Make no mistake; today’s phishers are pretty sophisticated. They can create dummy websites, legitimate-looking client instructions, or even inter-office instructions. Unless you know what to look for exactly, good luck in telling these apart from the real thing.

Test your staff

Your training is only effective if staff use the principles in their day to day tasks. Occasionally firing off a phishing email can highlight areas where training needs to be beefed up. It can also show you which staff is taking their training seriously.

Monitor email communications

Naturally, you’ll need to advise staff that you’ll be doing this. It’s not nice to think that you have to spy on the people that work for you, but it’s good business practice to do so.
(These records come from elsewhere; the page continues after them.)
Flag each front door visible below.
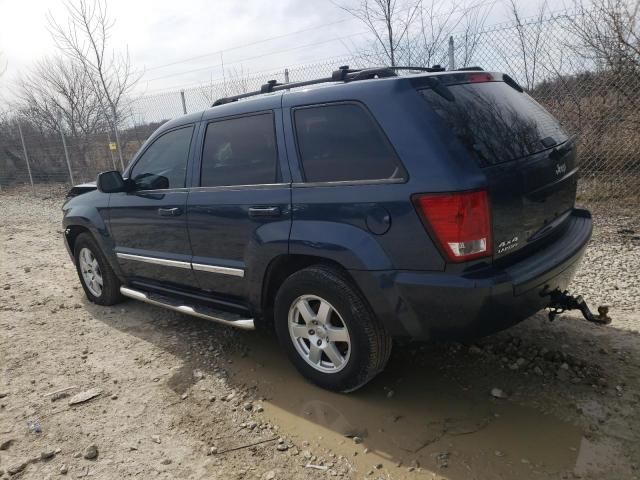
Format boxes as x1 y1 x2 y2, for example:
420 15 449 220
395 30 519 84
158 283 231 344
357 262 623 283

By doing this, you can see which staff are taking chances on the emails that they open.

Is there someone on the team who receives and sends a lot of dodgy emails? Are they opening anything that they feel will be funny to read? You need to know. And it’s not in order to punish them, but rather to educate them to the dangers of doing so.

Final notes

Protecting your company against phishers is all about education. If you and your staff are properly trained in spotting an attack, you’ll be able to fight them more effectively. Add that to a killer email scanning program, and regular refresher courses and tests, and you’re way ahead of the game.